Dari penelusuran sukabumiupdate.com, Kamis (22/12), setidaknya ada dua keluarga asal Suriah mengungsi di Cicurug.
Kedua keluarga tersebut bisa keluar dari Suriah dan mengungsi ke Indonesia, dan akhirnya tinggal di Cicurug, karena mereka keluarga pernikahan campuran, yaitu istrinya orang Indonesia. Adapun status mereka saat ini adalah pengungsi di bawah lindungan UNHCR, komisi fungsional dalam PBB yang menangani pengungsi.
Pengungsi pertama adalah keluarga Muhammad Muhammad Ibn Zakaria (33). Muhammad adalah kelahiran kota Aleppo, Suriah. Ia beristrikan Ai Masnunah (32), seorang tenaga kerja wanita (TKW) asal Cianjur yang bekerja di Yordania saat bertemu dan akhirnya dinikahi Muhammad.
Mereka menikah sejak tahun 2010 dan kini sudah dikaruniai tiga anak, masing-masing Juan (5), Zakaria (4), dan Shervan (2).
Keluarga Muhammad kini tinggal di sebuah rumah kontrakan di Kampung Sikup, Desa Purwasari, Kecamatan Cicurug, Kabupaten Sukabumi.

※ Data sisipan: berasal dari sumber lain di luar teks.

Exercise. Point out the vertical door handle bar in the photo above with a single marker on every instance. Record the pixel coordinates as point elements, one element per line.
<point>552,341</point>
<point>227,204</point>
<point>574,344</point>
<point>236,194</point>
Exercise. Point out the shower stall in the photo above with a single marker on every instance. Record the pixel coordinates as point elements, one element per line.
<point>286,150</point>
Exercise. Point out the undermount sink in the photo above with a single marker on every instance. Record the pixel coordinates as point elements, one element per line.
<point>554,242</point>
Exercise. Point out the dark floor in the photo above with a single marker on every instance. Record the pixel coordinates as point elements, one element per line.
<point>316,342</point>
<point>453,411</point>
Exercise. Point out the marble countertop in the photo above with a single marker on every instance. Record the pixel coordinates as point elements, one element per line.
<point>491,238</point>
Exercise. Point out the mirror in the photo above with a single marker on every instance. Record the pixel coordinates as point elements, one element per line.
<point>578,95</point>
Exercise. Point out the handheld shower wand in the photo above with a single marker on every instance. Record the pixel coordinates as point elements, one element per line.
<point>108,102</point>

Menurut Muhammad yang berasal dari suku Kurdi, mereka tinggal di Cicurug sudah sejak bulan Juli, atas masukan dari Yayasan Al Islah yang membantu kehidupannya selama ia mengungsi di Indonesia.
Sebelumnya mereka berpindah-pindah dari Cianjur lalu ke Jakarta. Secara total, keluarga Muhammad sudah berada di Indonesia sejak sepuluh bulan lalu.

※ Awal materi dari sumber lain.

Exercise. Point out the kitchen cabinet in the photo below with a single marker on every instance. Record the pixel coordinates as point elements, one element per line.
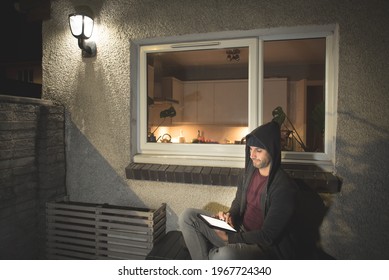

Untuk memenuhi kehidupannya, Muhammad dan istrinya berusaha membuat sepatu, sebagaimana dulunya di Aleppo, Muhammad juga bekerja sebagai pembuat sepatu.
Sayangnya, mereka masih mengalami kesulitan dalam pemasaran produknya. Beruntung banyak juga warga sekitar yang peduli dengan mereka dan kerap memberikan bantuan.
Keluarga pengungsi kedua adalah atas nama Abdun Nashir Jassam bin Khalid (40). Abdun Nashir beristrikan Fatimah, yanga walnya TKW asal Karawang di Suriah. Mereka kini sudah dikaruniai satu orang anak perempuan bernama Maryam (5).
Mereka mengungsi ke Cicurug sejak sekitar dua minggu lalu, setelah sebelumnya menetap di Karawang selama satu tahun. Kini, mereka tinggal mengontrak di Desa Nangerang, Kecamatan Cicurug.
Seperti juga kondisi Muhammad, Abdun Nasir juga belum mendapatkan pekerjaan yang tetap sehingga kesulitan memenuhi kebutuhan hidupnya. Selain dari UN, ia dan keluarganya banyak mengandalkan dari kedermawanan warga sekitar.
Menurut Mustaqim, Kepala Sekolah SDIT Al Husna (Desa Sikup, Cicurug) dan guru bahasa Arab, yang menjadi penterjemah antara sukabumiupdate.com dengan dua keluarga pengungsi Suriah, kondisi mereka di Cicurug cukup memprihantikan. Mustaqim berharap ada pihak yang peduli dan bisa memberikan bantuan kepada mereka.
“Ya, kondisi mereka memprihatinkan. (Muhammad) punya tiga anak, pekerjaan juga belum tetap. Mereka membutuhkan empati kita sebagai sesama muslim,†kata Mustaqim.